Introduction
- Duplicates entry is very common problem when we exchange data from one machine to another machine.
- As a client , when consuming these records we have to implement a logic to handle these duplicate records.
- In this blog we will see how can we handle duplicates in Java.
Use Case
- We will take example of list of customers and emailId that we have been provided with . And our major goal is to filter out distinct records from it.
// list of emailId
List<String> emailList = List.of("abc@gmail.com", "pqr@gmail.com", "tuf@gmail.com", "lth@gmail.com", "abc@gmail.com");
// list of emailId
List<Customer> customers = List.of(new Customer(1, 23,"abc@gmail.com"),new Customer(2, 25,"xbc@gmail.com"),new Customer(1, 23,"abc@gmail.com"));
Using HashSet
- At first we will use Hashset data structure. If you don’t know , hashset only contains unique element , if you try to add same element twice, hashset will return false.
- So we are guaranteed to have unique elements in hashset.
- In Below example , we are iterating each emailId and adding to our set.
Once it is finished , we create a distinct list from this set .
List<String> emailList = List.of("abc@gmail.com", "pqr@gmail.com", "tuf@gmail.com", "lth@gmail.com", "abc@gmail.com");
emailList.stream().forEach(a-> System.out.println(a));
System.out.println("==========================");
// using hashset
HashSet<String> set = new HashSet<>();
for ( String emailId: emailList ) {
set.add(emailId);
}
emailList = new ArrayList<>(set);
emailList.stream().forEach(a-> System.out.println(a));
- Now we have unique list of emailId. we can check by printing it.
- As we can see , our duplicate emailId has been filtered out from the original email list.
Using Distinct method
- Other method we can use is in-build distinct() method from Streams API.
- Let’s create Stream from list and perform distinct() operation to filter out only unique elements.
List<String> emailList = List.of("abc@gmail.com", "pqr@gmail.com", "tuf@gmail.com", "lth@gmail.com", "abc@gmail.com");
emailList.stream().forEach(a-> System.out.println(a));
System.out.println("==========================");
// streams api
List<String> distinctEmailList = emailList.stream().distinct().collect(Collectors.toList());
distinctEmailList.stream().forEach(a-> System.out.println(a));
- Now we can test by printing our distinct email list.
- So far we have been filtering Primitive type , but next we will use Custom Object type and we will remove duplicate objects.
Customer POJO
- Lets first create custom class Customer which is nothing but POJO.
import java.util.Objects;
public class Customer {
private int id;
private int age;
private String emailId;
public Customer(int id, int age, String emailId) {
this.id = id;
this.age = age;
this.emailId = emailId;
}
public int getId() {
return id;
}
public void setId(int id) {
this.id = id;
}
public int getAge() {
return age;
}
public void setAge(int age) {
this.age = age;
}
public String getEmailId() {
return emailId;
}
public void setEmailId(String emailId) {
this.emailId = emailId;
}
@Override
public String toString() {
return "Customer{" +
"id=" + id +
", age=" + age +
", emailId='" + emailId + '\'' +
'}';
}
}
- Now let’s create sample customer list by creating customer objects.
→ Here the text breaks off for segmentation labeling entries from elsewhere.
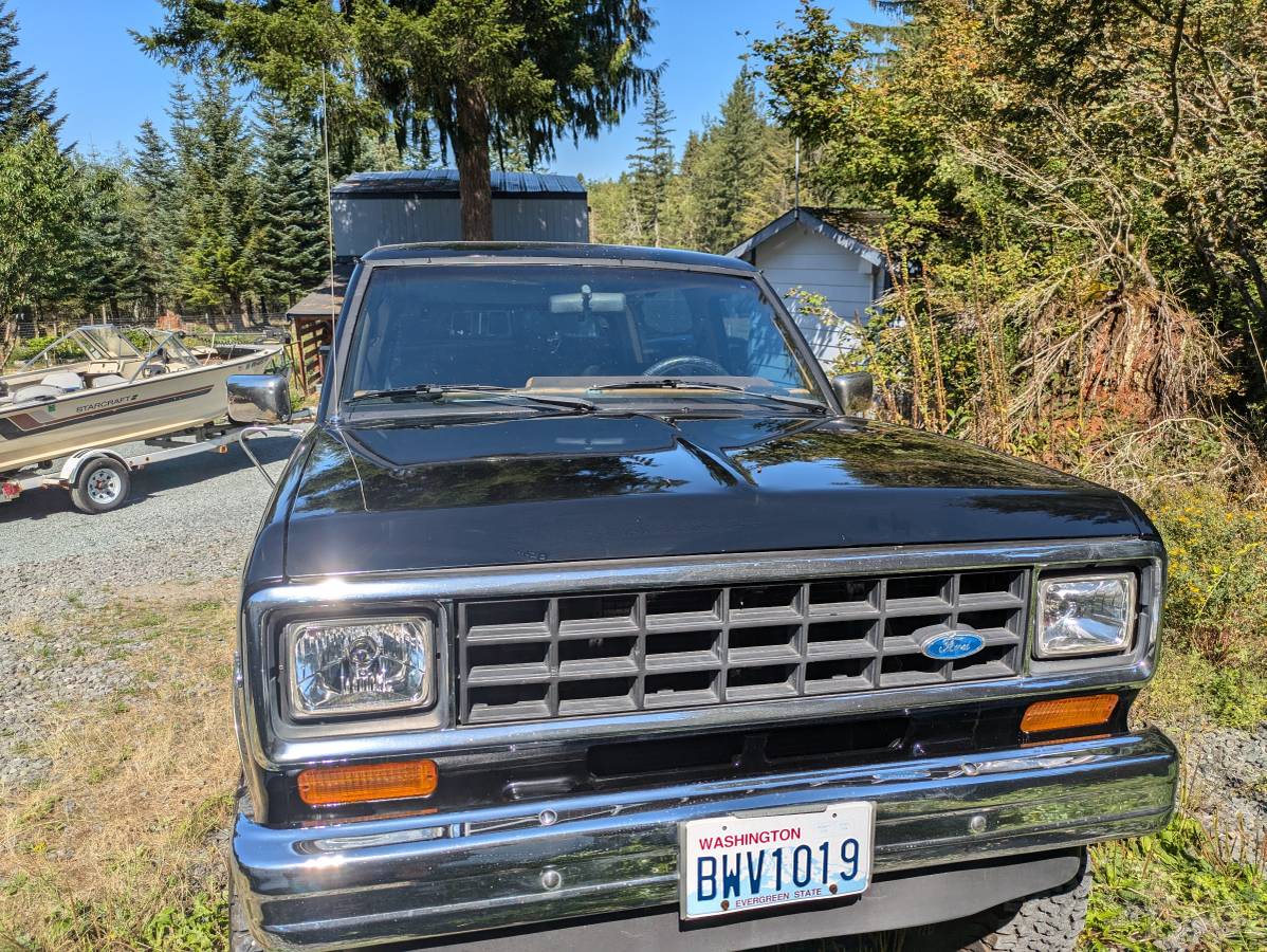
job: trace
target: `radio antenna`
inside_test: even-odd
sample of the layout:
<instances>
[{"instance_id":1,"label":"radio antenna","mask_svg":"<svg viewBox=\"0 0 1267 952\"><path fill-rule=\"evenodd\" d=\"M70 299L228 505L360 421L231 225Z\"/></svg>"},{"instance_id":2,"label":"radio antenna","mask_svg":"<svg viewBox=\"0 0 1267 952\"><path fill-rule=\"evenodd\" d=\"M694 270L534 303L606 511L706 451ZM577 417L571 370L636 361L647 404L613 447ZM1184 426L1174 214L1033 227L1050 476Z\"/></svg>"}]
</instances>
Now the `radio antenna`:
<instances>
[{"instance_id":1,"label":"radio antenna","mask_svg":"<svg viewBox=\"0 0 1267 952\"><path fill-rule=\"evenodd\" d=\"M322 152L326 160L326 247L329 260L329 366L334 366L334 338L338 323L338 308L334 307L334 208L333 189L329 180L329 94L326 89L326 62L321 65L321 137ZM329 368L322 368L322 379Z\"/></svg>"}]
</instances>

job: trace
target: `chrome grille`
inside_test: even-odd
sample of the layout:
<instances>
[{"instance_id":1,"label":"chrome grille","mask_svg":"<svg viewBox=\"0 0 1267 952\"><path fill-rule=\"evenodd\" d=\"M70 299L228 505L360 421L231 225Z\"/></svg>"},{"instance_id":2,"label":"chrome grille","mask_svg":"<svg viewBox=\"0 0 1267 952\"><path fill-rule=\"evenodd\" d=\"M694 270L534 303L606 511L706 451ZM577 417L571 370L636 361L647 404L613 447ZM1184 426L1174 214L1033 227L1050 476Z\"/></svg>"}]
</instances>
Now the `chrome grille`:
<instances>
[{"instance_id":1,"label":"chrome grille","mask_svg":"<svg viewBox=\"0 0 1267 952\"><path fill-rule=\"evenodd\" d=\"M696 707L1016 674L1029 569L457 605L464 724ZM915 633L971 626L934 660Z\"/></svg>"}]
</instances>

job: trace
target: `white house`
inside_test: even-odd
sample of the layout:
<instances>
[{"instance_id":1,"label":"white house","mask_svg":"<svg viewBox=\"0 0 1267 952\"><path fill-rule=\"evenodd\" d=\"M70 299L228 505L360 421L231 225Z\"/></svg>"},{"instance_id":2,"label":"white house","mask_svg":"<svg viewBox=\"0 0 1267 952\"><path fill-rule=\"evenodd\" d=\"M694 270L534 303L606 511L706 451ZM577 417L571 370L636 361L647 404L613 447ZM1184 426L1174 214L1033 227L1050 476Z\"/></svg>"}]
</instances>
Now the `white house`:
<instances>
[{"instance_id":1,"label":"white house","mask_svg":"<svg viewBox=\"0 0 1267 952\"><path fill-rule=\"evenodd\" d=\"M874 226L874 213L836 208L793 208L726 254L755 265L782 294L813 352L831 366L849 347L850 325L867 321L888 288L884 255L858 232ZM841 318L824 321L807 313L792 294L799 289L821 295Z\"/></svg>"}]
</instances>

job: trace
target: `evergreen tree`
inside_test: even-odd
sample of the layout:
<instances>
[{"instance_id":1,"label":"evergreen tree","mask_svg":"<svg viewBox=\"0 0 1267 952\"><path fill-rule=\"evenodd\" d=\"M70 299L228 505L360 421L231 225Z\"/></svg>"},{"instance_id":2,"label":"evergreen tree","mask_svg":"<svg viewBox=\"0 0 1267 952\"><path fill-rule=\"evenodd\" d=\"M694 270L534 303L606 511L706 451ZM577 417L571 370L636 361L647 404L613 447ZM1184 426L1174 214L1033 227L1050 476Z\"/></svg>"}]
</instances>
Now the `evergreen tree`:
<instances>
[{"instance_id":1,"label":"evergreen tree","mask_svg":"<svg viewBox=\"0 0 1267 952\"><path fill-rule=\"evenodd\" d=\"M139 256L132 235L129 183L119 162L96 158L77 167L82 213L75 256L75 297L89 311L118 319L139 297Z\"/></svg>"},{"instance_id":2,"label":"evergreen tree","mask_svg":"<svg viewBox=\"0 0 1267 952\"><path fill-rule=\"evenodd\" d=\"M203 74L191 104L181 95L172 99L180 294L194 308L246 314L256 188L242 106L223 74Z\"/></svg>"},{"instance_id":3,"label":"evergreen tree","mask_svg":"<svg viewBox=\"0 0 1267 952\"><path fill-rule=\"evenodd\" d=\"M80 228L75 169L47 124L0 147L0 345L20 313L63 299Z\"/></svg>"},{"instance_id":4,"label":"evergreen tree","mask_svg":"<svg viewBox=\"0 0 1267 952\"><path fill-rule=\"evenodd\" d=\"M706 251L726 251L744 237L751 188L764 177L769 152L770 125L744 70L722 103L721 122L704 132L699 161L692 169L698 245Z\"/></svg>"},{"instance_id":5,"label":"evergreen tree","mask_svg":"<svg viewBox=\"0 0 1267 952\"><path fill-rule=\"evenodd\" d=\"M23 67L14 56L18 48L18 16L0 0L0 145L24 138L43 124L53 138L65 117L57 112L57 93L46 90L47 74Z\"/></svg>"},{"instance_id":6,"label":"evergreen tree","mask_svg":"<svg viewBox=\"0 0 1267 952\"><path fill-rule=\"evenodd\" d=\"M175 306L180 202L171 146L148 119L141 123L131 177L136 188L129 210L137 243L137 290L161 311Z\"/></svg>"},{"instance_id":7,"label":"evergreen tree","mask_svg":"<svg viewBox=\"0 0 1267 952\"><path fill-rule=\"evenodd\" d=\"M642 0L161 3L162 27L138 39L169 62L218 56L305 104L324 89L334 131L355 137L376 122L402 153L432 136L451 147L462 237L475 241L494 237L497 142L522 141L530 164L549 160L565 134L597 138L651 79L637 65L654 25Z\"/></svg>"},{"instance_id":8,"label":"evergreen tree","mask_svg":"<svg viewBox=\"0 0 1267 952\"><path fill-rule=\"evenodd\" d=\"M637 137L637 150L627 156L631 164L634 203L637 221L644 233L660 247L660 226L664 221L669 181L673 179L673 113L660 93L660 80L651 80L646 109L642 113L642 132Z\"/></svg>"},{"instance_id":9,"label":"evergreen tree","mask_svg":"<svg viewBox=\"0 0 1267 952\"><path fill-rule=\"evenodd\" d=\"M252 241L265 308L285 309L322 276L327 255L324 171L310 127L280 101L260 109L260 186Z\"/></svg>"}]
</instances>

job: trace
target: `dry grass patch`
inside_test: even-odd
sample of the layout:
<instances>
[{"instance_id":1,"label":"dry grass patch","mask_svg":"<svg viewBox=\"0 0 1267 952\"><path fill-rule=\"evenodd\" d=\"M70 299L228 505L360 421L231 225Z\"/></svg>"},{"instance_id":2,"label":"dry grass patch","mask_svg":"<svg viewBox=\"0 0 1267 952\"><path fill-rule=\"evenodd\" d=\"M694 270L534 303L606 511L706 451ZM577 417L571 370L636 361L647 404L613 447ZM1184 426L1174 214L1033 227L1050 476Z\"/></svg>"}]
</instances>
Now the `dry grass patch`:
<instances>
[{"instance_id":1,"label":"dry grass patch","mask_svg":"<svg viewBox=\"0 0 1267 952\"><path fill-rule=\"evenodd\" d=\"M237 777L233 586L76 614L134 633L132 683L51 714L34 787L0 794L0 948L223 948Z\"/></svg>"}]
</instances>

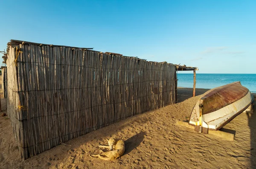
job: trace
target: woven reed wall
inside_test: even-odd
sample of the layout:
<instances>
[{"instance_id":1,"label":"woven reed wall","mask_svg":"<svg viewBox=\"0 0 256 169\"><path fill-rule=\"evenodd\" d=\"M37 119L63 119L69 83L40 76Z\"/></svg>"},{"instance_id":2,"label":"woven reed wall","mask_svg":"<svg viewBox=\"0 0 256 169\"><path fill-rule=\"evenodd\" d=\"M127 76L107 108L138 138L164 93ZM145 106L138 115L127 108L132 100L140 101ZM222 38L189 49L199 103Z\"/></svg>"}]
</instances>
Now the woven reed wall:
<instances>
[{"instance_id":1,"label":"woven reed wall","mask_svg":"<svg viewBox=\"0 0 256 169\"><path fill-rule=\"evenodd\" d=\"M2 70L2 92L3 94L3 97L6 98L6 86L7 83L7 72L6 72L6 67L2 66L1 68Z\"/></svg>"},{"instance_id":2,"label":"woven reed wall","mask_svg":"<svg viewBox=\"0 0 256 169\"><path fill-rule=\"evenodd\" d=\"M175 101L172 64L32 44L10 44L6 63L8 113L23 160Z\"/></svg>"}]
</instances>

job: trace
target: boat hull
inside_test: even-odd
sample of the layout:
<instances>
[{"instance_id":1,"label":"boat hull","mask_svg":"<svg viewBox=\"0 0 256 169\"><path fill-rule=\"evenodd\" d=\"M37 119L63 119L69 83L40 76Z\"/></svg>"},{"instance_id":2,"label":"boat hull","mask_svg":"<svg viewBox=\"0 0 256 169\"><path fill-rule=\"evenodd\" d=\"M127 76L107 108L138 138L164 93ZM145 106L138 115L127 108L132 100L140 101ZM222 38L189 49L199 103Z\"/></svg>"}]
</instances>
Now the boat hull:
<instances>
[{"instance_id":1,"label":"boat hull","mask_svg":"<svg viewBox=\"0 0 256 169\"><path fill-rule=\"evenodd\" d=\"M189 124L200 132L218 130L245 110L253 99L250 91L240 82L215 88L197 102Z\"/></svg>"}]
</instances>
- Now lest use streams api distinct() method and check if its working on the object as well .
List<Customer> customers = List.of(new Customer(1, 23,"abc@gmail.com"),
new Customer(2, 25,"xbc@gmail.com"),
new Customer(1, 23,"abc@gmail.com"));
customers.stream().forEach(a-> System.out.println(a));
System.out.println("==========================");
customers.stream().distinct().forEach(a-> System.out.println(a));
- But when we print , we found that it is not true. It still prints duplicate customers.
- That means distinct is not working on custom type ?
- The main reason for this is not the issue with distinct() method but the hashcode and equals method.
- We have to override equals method and hashcode method in our Customer POJO that we created earlier.
- As we can see we are comparing each property of customer class and in hascode we are using customer class properies to calculate hashcode .
@Override
public boolean equals(Object o) {
if (this == o) return true;
if (o == null || getClass() != o.getClass()) return false;
Customer customer = (Customer) o;
return id == customer.id && age == customer.age && emailId.equals(customer.emailId);
}
@Override
public int hashCode() {
return Objects.hash(id, age, emailId);
}
- Once we have added hashCode and equals method then our distinct method on streams will work.
- We can see the result that filters out duplicated values.
HashSet
- We can also use HashSet that we used for primitive filtering.
HashSet<Customer> set = new HashSet<>();
customers.stream().forEach(a->set.add(a));
ArrayList<Customer> distinctCustomers = new ArrayList<>(set);
distinctCustomers.stream().forEach(a-> System.out.println(a));
- Here is the result.
Conclusion
- In this blog we have see various approaches in java to filter out unique elements from list of elements.
- We discussed use of Hashset and streams api to achieve it.